New Late Spring Menu Debuts at Rebel House in Boca Raton
The Lake Meadow duck egg at Rebel House.
A sunny side up duck egg makes a simple dish more indulgent, a combination of grilled asparagus, house made deep fried salami chips and pecorino croutons finished with a lemon pepper sabayon. Saperstein uses the sabayon -- the French name for zabaglione -- as a sort of Hollandaise despite its most popular use as a light, mousse-like Italian dessert made by whisking eggs, sugar and white wine over gently boiling water until the eggs thicken to form a light sauce.
The beef barbacoa sopes from Rebel House.
Here, Saperstein takes a slow-cooked, chile-infused brisket and shreds it over house made mini sopes, and finishes with a roasted corn salsa and jalapeño crema.

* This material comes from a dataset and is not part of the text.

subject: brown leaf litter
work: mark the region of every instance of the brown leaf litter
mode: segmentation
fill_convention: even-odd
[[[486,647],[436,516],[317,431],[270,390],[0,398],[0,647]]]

The brisket itself is the main focus, a four-day cooking process that extends a rich, deep flavor to this dish.
SoFlaFoodie Grilled peaches with La Quercia prosciutto.
Who doesn't love peach season? At Rebel House, the spring menu highlights this summer fruit with a tasteful presentation. Sherry-brined peaches are grilled and served alongside La Quercia prosciutto rosso from acorn-fed Berkshire pigs. The buttery cut of meat is aged up to a year, and pairs perfectly with a pungent Italian Toma cow's milk cheese, spicy roasted walnuts and rosemary infused saba -- Saperstein's own potent balsamic vinaigrette made from the must of the grapes used to make balsamic vinegar.